The Coming Of Age Of Modern Bengali Food
Image Credit: Misti Doi, Kuler Achar, Spinach and Amaranth dust by Ritabrata Biswas

Indian food has seen the coming of age with chefs and masterchefs creating out of the box makeover with everyday dishes, Indian food is seeing a facelift. With contemporary restaurants breaking grounds and even street food elevating to gourmet level, chefs like Gaggan Anand, Manish Mehrotra, Garima Arora to name a few have shown the world their own creative interpretations local homegrown Indian flavours

Taking a look back home, Bengali cuisine is one such versatile cuisine that needs no introduction and when it comes to fusion and modern take Chef Vikramjit Roy, owner, partner ‘The Tangra Project' says “I don’t understand fusion, but what I do is the current culture & lifestyle. What I try to do is take a food memory, use the techniques I have honed over the past 18-20 years to cook it, and present it in a visibly soothing way. The depth of versatility of ingredients, and it’s treatment is so vast in Calcutta, which is mostly never explored, my idea is to get that out in a way which would suit the lifestyle we are leading today!  

 With the wave to modernize the table, it’s like an retro era on the table is served. Rooted into its many of the indigenous elements, this cuisine is also seeing a metamorphosis of sort with dishes like Makha Sandesh and Pecorino, Bandel Cheese Mousse ort as simple as the baked roshogolla.  Ritabrata Biswas, Head Chef Octa & Hammer, Kolkata adds “Bengali food has to get it's place, and that's why I always try to portray the modern part. The fun factor of Modern Bengali Cuisine is you can implement all the modern techniques and still you have a chance to play with traditional flavours. Before we jump into modern culture we all need to realise and gain knowledge about the traditional Bengali cuisine, it's not only about few dishes, but many more.  When I talk Bengali cuisine, I try to mean cuisine from Undivided Bengal. I believe all Chefs, who are from Bengal, they must start showing their interest in their own cuisine”.

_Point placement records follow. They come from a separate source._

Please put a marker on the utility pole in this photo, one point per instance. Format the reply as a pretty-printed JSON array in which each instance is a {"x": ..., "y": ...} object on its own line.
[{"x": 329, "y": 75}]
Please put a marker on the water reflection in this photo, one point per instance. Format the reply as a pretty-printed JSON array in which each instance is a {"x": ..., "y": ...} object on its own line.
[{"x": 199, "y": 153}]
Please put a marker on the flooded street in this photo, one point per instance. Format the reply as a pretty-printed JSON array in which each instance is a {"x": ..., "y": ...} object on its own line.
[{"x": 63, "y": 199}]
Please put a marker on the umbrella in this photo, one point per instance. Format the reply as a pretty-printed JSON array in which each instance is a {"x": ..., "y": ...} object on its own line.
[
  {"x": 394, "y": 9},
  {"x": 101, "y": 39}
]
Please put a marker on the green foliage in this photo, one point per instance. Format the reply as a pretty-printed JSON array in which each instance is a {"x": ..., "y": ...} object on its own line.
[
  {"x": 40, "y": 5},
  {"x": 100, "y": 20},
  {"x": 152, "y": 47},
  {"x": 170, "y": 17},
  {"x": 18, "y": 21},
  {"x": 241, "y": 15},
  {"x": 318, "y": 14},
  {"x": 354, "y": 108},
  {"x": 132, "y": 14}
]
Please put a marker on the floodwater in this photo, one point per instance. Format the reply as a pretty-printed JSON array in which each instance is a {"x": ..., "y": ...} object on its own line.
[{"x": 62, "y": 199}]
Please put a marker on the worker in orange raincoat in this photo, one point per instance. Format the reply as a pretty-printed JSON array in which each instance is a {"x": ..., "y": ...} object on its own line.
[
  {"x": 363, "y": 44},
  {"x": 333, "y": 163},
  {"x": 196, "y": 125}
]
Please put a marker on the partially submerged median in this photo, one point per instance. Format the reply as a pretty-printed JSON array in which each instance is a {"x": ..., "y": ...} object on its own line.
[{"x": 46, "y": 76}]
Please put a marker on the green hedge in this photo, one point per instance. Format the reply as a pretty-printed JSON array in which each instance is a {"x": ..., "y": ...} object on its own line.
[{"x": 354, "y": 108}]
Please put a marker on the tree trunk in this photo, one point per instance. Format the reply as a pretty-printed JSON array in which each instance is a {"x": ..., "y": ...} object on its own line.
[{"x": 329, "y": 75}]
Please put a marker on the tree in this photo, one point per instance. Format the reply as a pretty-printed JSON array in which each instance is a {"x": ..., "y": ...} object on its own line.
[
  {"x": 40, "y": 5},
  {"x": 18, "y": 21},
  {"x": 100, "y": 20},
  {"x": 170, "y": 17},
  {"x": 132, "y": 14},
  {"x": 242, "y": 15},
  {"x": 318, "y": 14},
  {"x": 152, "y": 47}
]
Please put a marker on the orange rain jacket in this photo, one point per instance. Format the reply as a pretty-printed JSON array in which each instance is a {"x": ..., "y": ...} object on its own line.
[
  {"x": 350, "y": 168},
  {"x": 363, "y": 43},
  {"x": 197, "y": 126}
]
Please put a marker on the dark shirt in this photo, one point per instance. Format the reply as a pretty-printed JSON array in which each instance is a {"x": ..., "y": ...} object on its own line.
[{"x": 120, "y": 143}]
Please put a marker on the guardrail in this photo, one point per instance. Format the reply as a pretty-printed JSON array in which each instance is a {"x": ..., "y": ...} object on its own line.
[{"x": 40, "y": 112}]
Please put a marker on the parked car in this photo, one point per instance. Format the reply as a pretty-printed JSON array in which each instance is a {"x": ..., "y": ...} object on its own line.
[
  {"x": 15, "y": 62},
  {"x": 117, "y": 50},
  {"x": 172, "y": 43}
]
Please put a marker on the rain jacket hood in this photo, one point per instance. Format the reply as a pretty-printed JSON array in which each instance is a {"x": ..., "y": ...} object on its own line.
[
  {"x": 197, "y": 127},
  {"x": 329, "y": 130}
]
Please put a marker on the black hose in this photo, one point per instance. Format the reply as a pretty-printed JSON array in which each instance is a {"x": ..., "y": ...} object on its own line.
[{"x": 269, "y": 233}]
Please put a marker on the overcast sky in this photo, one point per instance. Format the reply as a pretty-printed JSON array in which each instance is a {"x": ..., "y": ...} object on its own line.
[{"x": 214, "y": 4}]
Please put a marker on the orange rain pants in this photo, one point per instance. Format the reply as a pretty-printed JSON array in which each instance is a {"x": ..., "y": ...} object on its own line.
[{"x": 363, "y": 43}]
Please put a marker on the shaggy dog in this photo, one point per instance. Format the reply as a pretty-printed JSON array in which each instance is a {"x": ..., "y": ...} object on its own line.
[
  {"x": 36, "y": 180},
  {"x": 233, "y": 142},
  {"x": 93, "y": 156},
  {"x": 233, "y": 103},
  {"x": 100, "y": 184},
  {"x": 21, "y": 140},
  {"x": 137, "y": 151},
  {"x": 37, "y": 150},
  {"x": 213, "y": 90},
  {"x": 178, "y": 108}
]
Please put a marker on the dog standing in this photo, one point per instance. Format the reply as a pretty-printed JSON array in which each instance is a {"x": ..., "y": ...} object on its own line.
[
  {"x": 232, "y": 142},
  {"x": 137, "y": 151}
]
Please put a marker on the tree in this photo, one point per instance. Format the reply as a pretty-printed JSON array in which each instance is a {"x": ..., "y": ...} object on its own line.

Bengal has seen a lot of influence when we take of the food that we see and eat today. Be it the Chinese, Awadhi, or the very favourite European fare, the brown sahib culture has seen a desirable influence in the cuisine.  Morphing or evolution that the food is seen has resulted in innovative plates that sees taste of Bengals ingredients and flavours that too with a twist. Roy further emphasise “For me, it is about evolution. Like for everything else in life, we have evolved - be it the kind of clothes we wear, or the technology we use, or even the mode of communication. But when it comes to food, many a times we still don’t want to go beyond the perception of “authentic” or “traditional”. For me, food should go hand in hand with the lifestyle we are leading. The idea is to understand the essence and core of the culture and use techniques that would help those dishes evolve. The intent is to share the diversity that Calcutta upholds which is for the time we are in - in other words contemporary. Memory plays a big part in my life and the small things we grew up eating, which we might have forgotten, needs to be nudged. For people who have memories of it would be nostalgic about it, but even for people who do not have relative memory would enjoy it completely”.

Summing up as he outs there is no confusion over fusion.